Em reportagem publicada recentemente pelo portal “Sumaúma”, várias lideranças indígenas classificaram como importante a criação do MPI, mas também afirmaram que o governo Lula não tomou a pauta dos povos indígenas para si. A reportagem mostrou, em levantamento na agenda oficial do presidente, que, nos 14 meses de governo, a Ministra Sonia Guajajara (PSOL) teve apenas três audiências privadas com Lula para tratar de assuntos de seu ministério.

Lula sem convite para o Acampamento Terra Livre

De 22 a 26 de abril, acontecerá o Acampamento Terra Livre (ATL), em Brasília. São 20 anos do evento nascido de um protesto que durou dias, defronte ao Ministério da Justiça, culminando na ocupação do Congresso Nacional, em 2004.

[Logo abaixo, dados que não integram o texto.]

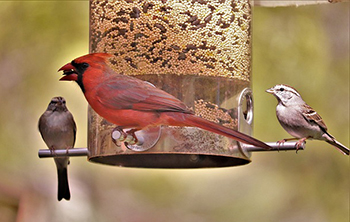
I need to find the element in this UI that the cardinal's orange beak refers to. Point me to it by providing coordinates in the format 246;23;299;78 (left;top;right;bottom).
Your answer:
58;63;78;81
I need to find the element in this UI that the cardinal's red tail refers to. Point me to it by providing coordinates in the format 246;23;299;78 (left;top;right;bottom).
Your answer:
180;114;271;149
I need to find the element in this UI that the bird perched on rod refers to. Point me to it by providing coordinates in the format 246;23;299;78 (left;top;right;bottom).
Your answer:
39;96;77;201
59;53;270;149
266;84;349;155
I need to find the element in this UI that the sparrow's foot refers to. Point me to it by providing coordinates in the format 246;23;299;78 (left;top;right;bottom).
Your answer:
111;127;128;146
295;138;307;153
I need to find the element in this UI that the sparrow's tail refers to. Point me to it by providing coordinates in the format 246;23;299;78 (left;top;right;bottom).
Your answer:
57;167;70;201
326;138;349;155
181;114;271;149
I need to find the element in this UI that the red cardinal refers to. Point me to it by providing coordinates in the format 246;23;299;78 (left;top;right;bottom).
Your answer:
58;53;271;149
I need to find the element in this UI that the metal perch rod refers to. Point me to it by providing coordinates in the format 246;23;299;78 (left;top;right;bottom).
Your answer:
38;148;89;158
243;142;305;152
38;142;305;158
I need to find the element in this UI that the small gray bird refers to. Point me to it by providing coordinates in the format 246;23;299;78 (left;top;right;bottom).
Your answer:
39;96;77;201
266;84;349;155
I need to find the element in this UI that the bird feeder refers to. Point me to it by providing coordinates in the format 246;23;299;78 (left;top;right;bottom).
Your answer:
88;0;300;168
39;0;323;168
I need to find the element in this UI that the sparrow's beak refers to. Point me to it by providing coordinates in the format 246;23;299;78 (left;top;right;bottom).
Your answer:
265;88;275;94
58;63;78;81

As lideranças cogitam não convidar o presidente Lula para o evento, mas cobrar que os indígenas sejam recebidos no Palácio do Planalto, para debater suas reivindicações, principalmente as demarcações dos territórios. “A falta de mais demarcações foi uma grande decepção para a gente”, disse Toya Manchineri, dirigente da Coordenação das Organizações Indígenas da Amazônia Brasileira (Coiab), ao portal “Sumaúma”.

Valdelice Veron diante da imagem de seu pai, o cacique Marcos Veron, assassinado em 2003 | Fotos: Jeferson Choma

“Sem enfrentamento, não vamos conseguir nossas reivindicações”

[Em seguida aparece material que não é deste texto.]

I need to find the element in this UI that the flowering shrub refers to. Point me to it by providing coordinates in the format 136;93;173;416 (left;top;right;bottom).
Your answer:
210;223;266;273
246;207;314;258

A líder indígena Guarani-Kaiowá, do Estado do Mato Grosso do Sul, Valdelice Veron, ressaltou ao Opinião Socialista a expectativa dos povos indígenas com o governo Lula: “Tem uma expectativa que, no atual governo, as coisas mudem, mas não dá para contar com isso 100%. Nós temos que ir para a luta, para o enfrentamento. Sabemos que, sem o enfrentamento, sem a luta e a mobilização, não vamos conseguir nossas reivindicações”.

Valdelice Veron também destacou o papel de resistência que a ATL tem que cumprir: “20 anos de luta e de resistência. É um espaço de resiliência, de encontro de povos que realizam alianças políticas conforme a cosmologia indígena, para irmos à luta pela proteção e demarcação dos territórios indígenas”.

Os indígenas Guarani-Kaiowá são um dos povos mais atacados por ruralistas no Mato Grosso do Sul, estado que tem a maior população indígena na região Centro-Oeste. “É um estado marcado por conflitos territoriais, contra a expulsão das comunidades indígenas de suas terras, para garantir a redistribuição para a exploração agrária do território e, assim, nos embates que hoje travamos pela retomada das terras e pela demarcação de nossos territórios”, finalizou Valdelice Veron.